A Trust Merchant Bank officer crossing a lake in Congo to offer savings accounts to new communities.

This outreach is worth it. Trust Merchant is now represented in all provinces, in many rural areas and cities, with dozens of branches. Its initial capital of $1.5 million in 2004 has grown to more than $100 million in equity today. It has 2.7 million bank accounts, and added 400,000 accounts during the pandemic. Sixteen years ago, when the bank began, there were only about 40,000 bank accounts in the country and most were held by wealth elites or expatriates, McEvoy says.

Urgent help during the pandemic

The European Investment Bank’s loan will enable Trust Merchant Bank to give several thousand loans of around $4,000 to $5,000 each to micro-firms and small businesses that need money to pay employees, buy supplies and cover other expenses during the pandemic. These companies will get loans with a fair interest rate, rather than the 30% to 40% interest a month they would pay to an “informal lender” in Congo. Sectors that will get new loans include food production, logistics, hospital care, small-scale information technology firms and farming.

“These sectors may not make a huge contribution to the gross domestic product of the country,” McEvoy says, “but they are a big help to the livelihood of the communities where people live.”

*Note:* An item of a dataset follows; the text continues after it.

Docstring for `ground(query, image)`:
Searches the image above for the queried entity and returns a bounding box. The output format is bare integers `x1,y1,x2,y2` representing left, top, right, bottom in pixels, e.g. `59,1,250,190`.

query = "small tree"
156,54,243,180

The EIB also intends to offer a loan guarantee of €30 million to give Trust Merchant Bank more power to approve new loans to small and medium-sized firms. The loan is part of the European Investment Bank’s rapid response package for the pandemic, and the guarantee would come from a European Union finance initiative for small companies. This assistance mainly will support TMB’s outreach efforts with thousands of small enterprises in Congo.

In total, the European Investment Bank is offering up to €200 million to help west and central Africa fight the crisis, especially targeting the private sector and small companies. The EU bank plans to mobilise more than €100 billion in investment in Africa this decade.

The European Investment Bank also signed a loan deal with Trust Merchant Bank in 2018 for €15 million. 

 “We are letting TMB give longer-term financing to more people across Congo,” says Schulte, the EIB loan officer. “The problem in some African countries like Congo is that banks often provide primarily short-term loans to their clients to give them working capital. With this new credit line, the EIB is helping TMB offer more lending for clients’ long-term capital investments. This is done by giving TMB long-term financing in addition to its short-term deposit financing that comes from their clients.”

>@TMB
© TMB

Trust Merchant Bank officers also deliver state workers’ monthly salaries when they cross the country offering banking services.

There are many other benefits for Trust Merchant.

“Getting an EIB loan is a confidence-building measure,” McEvoy says. “By interacting with the EIB, we get access to technical assistance and knowhow. We build our human capacity, which is really in short supply in Congo. Having the EIB as a partner also encourages other institutions to reach out to us with new ideas and solutions.”

Building confidence is not always easy in this part of Africa.

“We have had everything thrown at us since we started – an attempted coup, rebel insurrection, the Ebola pandemic, the COVID crisis,” McEvoy says. “We have been stress-tested. But we’re optimistic. We couldn’t do this job without staying optimistic.”